Sulle strade della Laudato Si’

Il secondo incontro del Corso di Formazione all’impegno sociale e alla cura del creato, tenutosi nei giorni scorsi presso il Centro pastorale diocesano, ha avuto un docente d’eccezione: Mons. Bregantini, Arcivescovo Metropolita della Diocesi di Campobasso-Boiano e già vescovo della nostra Diocesi.

Il tema assegnatogli, Educare alla Corresponsabilità ed alla Partecipazione, da credenti a cristiani credibili, è stato solo il filo conduttore per ripercorrere, a grandi linee, tutto il testo dell’enciclica di Papa Francesco, i cui contenuti sono pienamente in sintonia con lo stile pastorale di Mons. Bregantini.

Tanti gli stimoli consegnatici da padre GianCarlo per una rilettura proficua della Laudato si’, i cui 6 capitoli sono stati abilmente sintetizzati in altrettanti verbi di riferimento: Ascoltare – Pregare – Pensare – Analizzare – Agire – Educare.

Dal grido del creato, della nostra casa, che giunge all’uomo, del I capitolo, si arriva, nel VI, all’importanza dell’educazione  per  curare un creato ammalato, ma che ancora si può salvare, se si scoprono nuovi valori, la cui giusta scala si può creare solo mettendo Dio al primo posto. Una visione etica che non può prescindere da una corretta potatura, dal porre dei limiti, delle regole: la cronaca di tutti i giorni evidenzia i vuoti educativi, denunciati dai sempre più frequenti  fenomeni delinquenziali ad opera  di minori, chiaro segno di un’educazione carente o non corretta.

Ma per porre rimedio alla forte crisi che il mondo oggi  vive non si può prescindere dal fare rete, è indispensabile mettersi in relazione con l’altro: Tu solo puoi farcela, ma non puoi farcela da solo, uno slogan caro a Padre GianCarlo, spesso tradotto nei suoi messaggi pastorali in mai senza l’altro.

E’ proprio la relazione la grande assente del momento ed i nuovi strumenti di comunicazione, paradossalmente, la rendono ancora più difficile. A conclusione della serata è stato presentato il libro “Costruire insieme legalità” che, come ha spiegato la stessa autrice, dott.ssa Maria Carmela Palumbo, è il frutto di uno studio certosino  degli scritti di Mons. Bregantini  sul concetto di  legalità, un ”concetto di natura non giuridica, ma spirituale, culturale, sociale, un’educazione che parte dal basso per creare una vera cultura della legalità”. Il ricavato della vendita del testo è stato devoluto, per volontà dell’autrice, al Fondo diocesano di solidarietà, istituito da Mons. Oliva in occasione delle Feste natalizie.

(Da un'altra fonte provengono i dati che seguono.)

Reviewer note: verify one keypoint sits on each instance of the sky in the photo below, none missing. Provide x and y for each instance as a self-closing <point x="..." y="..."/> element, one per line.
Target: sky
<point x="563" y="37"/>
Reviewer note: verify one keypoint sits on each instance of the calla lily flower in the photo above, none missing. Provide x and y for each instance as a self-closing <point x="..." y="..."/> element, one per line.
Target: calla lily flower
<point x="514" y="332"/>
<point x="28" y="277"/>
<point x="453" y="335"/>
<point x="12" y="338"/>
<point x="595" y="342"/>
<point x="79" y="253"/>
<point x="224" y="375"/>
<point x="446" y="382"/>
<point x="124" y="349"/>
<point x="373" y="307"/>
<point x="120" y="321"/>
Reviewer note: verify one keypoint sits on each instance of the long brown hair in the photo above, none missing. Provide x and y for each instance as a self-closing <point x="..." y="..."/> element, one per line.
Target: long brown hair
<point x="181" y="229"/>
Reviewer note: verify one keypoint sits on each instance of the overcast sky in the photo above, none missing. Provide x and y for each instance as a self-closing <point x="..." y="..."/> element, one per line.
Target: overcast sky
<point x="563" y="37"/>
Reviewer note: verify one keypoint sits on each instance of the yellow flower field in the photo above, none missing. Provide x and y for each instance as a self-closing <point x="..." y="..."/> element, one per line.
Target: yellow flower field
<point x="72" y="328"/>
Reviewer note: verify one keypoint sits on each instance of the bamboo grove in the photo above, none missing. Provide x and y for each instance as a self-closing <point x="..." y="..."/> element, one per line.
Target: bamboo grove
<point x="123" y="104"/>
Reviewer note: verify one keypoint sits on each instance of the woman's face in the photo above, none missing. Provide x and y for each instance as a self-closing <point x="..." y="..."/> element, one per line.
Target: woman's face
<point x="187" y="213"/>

Grande soddisfazione  è stata espressa dal direttivo per l’approvazione, da parte del Consiglio regionale della Calabria, della Legge n° 55 del 19.12.2017,  che si prefigge di mettere in atto interventi contro lo spreco alimentare e, attraverso di essi, contrastare la povertà e il disagio sociale. La proposta della legge discende dal contributo fornito dal Consiglio direttivo del “Corso di formazione Laudato si’”, che ha dedicato alcuni incontri alla discussione ed alla riflessione critica sulle gravi distorsioni nei comportamenti individuali e collettivi che  interpellano un’etica dei consumi.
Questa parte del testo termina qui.